Hay quien con pragmatismo todavía define a la anestesia como “el procedimiento por el cual se produce un estado en el que la cirugía puede ser tolerada”.

En general se exige que debe incluir al menos estos cuatro requisitos: producir amnesia (incapacidad de recordar lo sucedido), analgesia (suspender la sensibilidad ante el dolor), hipnosis (inconsciencia) e inmovilidad.

Para lograr ese “póker” de requisitos, la anestesia actualmente requiere de una combinación de fármacos, que como explica la médica Luzdivina Rellán, anestesista en el Hospital de A Coruña, “pueden variar ligeramente, pero que suelen utilizarse en un orden ya preestablecido”. Y es que primero son los anestésicos intravenosos: el propofol (un sustituto moderno de los barbitúricos) para sedar al paciente; un analgésico como el fentanilo (sustituto moderno de la morfina) y un relajante muscular. Solamente entonces comienzan a utilizarse los anestésicos inhalados, versiones actualizadas del éter y el óxido nitroso, que “se mantienen durante prácticamente toda la intervención, ya que permiten sostener la anestesia de una forma muy eficaz, y producen un despertar más rápido que los intravenosos”, indica.

La combinación de fármacos permite reducir las dosis de cada uno de ellos y así limitar los efectos secundarios. Sin embargo, la mayoría, por diferentes que sean, llegan por sí solos a producir todos los efectos necesarios en una anestesia. Por eso, ya poco tiempo después de Wells y Morton, se empezó a pensar que había un mecanismo único, un efecto difuso y central que explicaba todas sus acciones.

Un pensamiento que ha llegado casi hasta hoy. Ese mecanismo único que se persiguió con esfuerzo tomó el nombre de teoría lipídica, y es que parecía haber una gran correlación entre la potencia de los anéstesicos y su solubilidad en aceite. Por ello se admitió que los fármacos se disolvían en la membrana de las células nerviosas (formada por una doble capa de grasas), y una vez allí alteraban su funcionamiento global y daban lugar a toda la abundancia de efectos de la anestesia general.

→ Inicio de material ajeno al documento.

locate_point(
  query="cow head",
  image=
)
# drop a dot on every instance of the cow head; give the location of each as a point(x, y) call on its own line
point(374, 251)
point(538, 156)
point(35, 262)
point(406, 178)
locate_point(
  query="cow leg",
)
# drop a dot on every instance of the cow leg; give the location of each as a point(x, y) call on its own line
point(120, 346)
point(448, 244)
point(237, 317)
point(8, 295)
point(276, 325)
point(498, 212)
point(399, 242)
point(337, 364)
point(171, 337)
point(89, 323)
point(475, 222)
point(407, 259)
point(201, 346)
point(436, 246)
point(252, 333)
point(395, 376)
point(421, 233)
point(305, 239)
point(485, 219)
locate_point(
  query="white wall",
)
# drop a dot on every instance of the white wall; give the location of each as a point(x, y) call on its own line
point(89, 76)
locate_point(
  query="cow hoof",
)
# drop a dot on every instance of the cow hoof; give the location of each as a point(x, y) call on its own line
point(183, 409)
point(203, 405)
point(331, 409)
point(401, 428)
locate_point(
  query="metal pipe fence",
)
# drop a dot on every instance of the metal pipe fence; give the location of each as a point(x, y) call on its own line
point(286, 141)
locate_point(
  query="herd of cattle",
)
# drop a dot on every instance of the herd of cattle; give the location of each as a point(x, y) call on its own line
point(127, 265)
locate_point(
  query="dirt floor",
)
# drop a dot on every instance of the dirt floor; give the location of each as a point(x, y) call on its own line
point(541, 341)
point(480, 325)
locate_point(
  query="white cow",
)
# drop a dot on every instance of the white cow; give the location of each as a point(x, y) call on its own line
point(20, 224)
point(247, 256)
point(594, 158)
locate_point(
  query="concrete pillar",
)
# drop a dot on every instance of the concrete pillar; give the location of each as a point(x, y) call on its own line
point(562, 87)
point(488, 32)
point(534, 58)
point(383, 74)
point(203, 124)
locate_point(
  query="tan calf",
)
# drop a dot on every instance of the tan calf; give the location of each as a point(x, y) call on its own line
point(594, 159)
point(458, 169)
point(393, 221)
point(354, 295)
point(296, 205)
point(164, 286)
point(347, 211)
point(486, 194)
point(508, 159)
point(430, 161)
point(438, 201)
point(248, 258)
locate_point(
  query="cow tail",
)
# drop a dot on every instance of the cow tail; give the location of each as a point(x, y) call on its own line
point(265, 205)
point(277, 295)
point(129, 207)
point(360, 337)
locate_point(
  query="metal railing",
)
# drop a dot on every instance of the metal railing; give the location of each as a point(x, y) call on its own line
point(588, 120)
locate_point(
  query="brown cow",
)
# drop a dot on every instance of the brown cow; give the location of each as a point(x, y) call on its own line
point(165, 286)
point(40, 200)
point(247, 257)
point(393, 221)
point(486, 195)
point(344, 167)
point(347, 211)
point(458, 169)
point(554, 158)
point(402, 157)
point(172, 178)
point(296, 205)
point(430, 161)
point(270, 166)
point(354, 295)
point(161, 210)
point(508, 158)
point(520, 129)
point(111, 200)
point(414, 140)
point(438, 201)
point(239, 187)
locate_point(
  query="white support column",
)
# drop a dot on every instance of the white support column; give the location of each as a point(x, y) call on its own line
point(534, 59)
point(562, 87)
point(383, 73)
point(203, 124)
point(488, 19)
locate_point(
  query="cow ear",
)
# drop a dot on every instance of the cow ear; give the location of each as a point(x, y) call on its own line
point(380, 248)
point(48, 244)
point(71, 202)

La teoría lipídica en entredicho
En los últimos años las pruebas en contra de la teoría lipídica se han ido acumulando, pero sin llegar a rechazarla por completo, hasta que un nuevo y reciente estudio la ha puesto en entredicho.

Investigadores del Departamento de Anestesia del Weill Cornell Medical College, en Nueva York, se propusieron determinar con precisión si los anestésicos alteraban la membrana celular. Para ello aprovecharon las propiedades de la gramicidina, un antibiótico que se inserta en la membrana y permite el paso a su través de iones como el sodio. Al alterar el equilibrio celular, provoca el efecto antibiótico, pero su molécula es muy pequeña, por lo que no llega de extremo a extremo de la membrana.

Para actuar necesita que se unan dos proteínas entre sí, formando un canal para el paso de los iones. Y esa unión se produce más fácilmente si algo actúa sobre la membrana, distorsionando su estructura original. Algo que en teoría, un anestésico haría. Pero no. Cuando los investigadores analizaron el comportamiento de los canales en presencia de uno de los anestésicos más utilizados, el isofluorano, los canales de gramicidina se mostraban del todo indiferentes a su llegada. Y eso confirma que la teoría lipídica, la que se había propuesto como única, ni siquiera es real.

Así lo piensa el doctor Uwe Rudolph, jefe del laboratorio de Neurofarmacología en la Universidad de Harvard: “La idea de que los anestésicos funcionan uniéndose específicamente a determinadas proteínas en lugar de hacerlo de forma más difusa con los lípidos ha venido consolidándose en los últimos años”, explica al Servicio de Información y Noticias Científicas  (SINC).

Desde aquel 11 de diciembre de 1844 en el que Horace Wells se dejaba extraer una muela por un amigo suyo dentista mientras inhalaba el gas hilarante, y se considera que nacía la anestesia moderna, hasta hoy 10 de julio de 2015 han pasado 62.302 días, tiempo más que suficiente para decir que hoy por hoy no se ha identificado el mecanismo exacto o el por qué funciona la anestesia.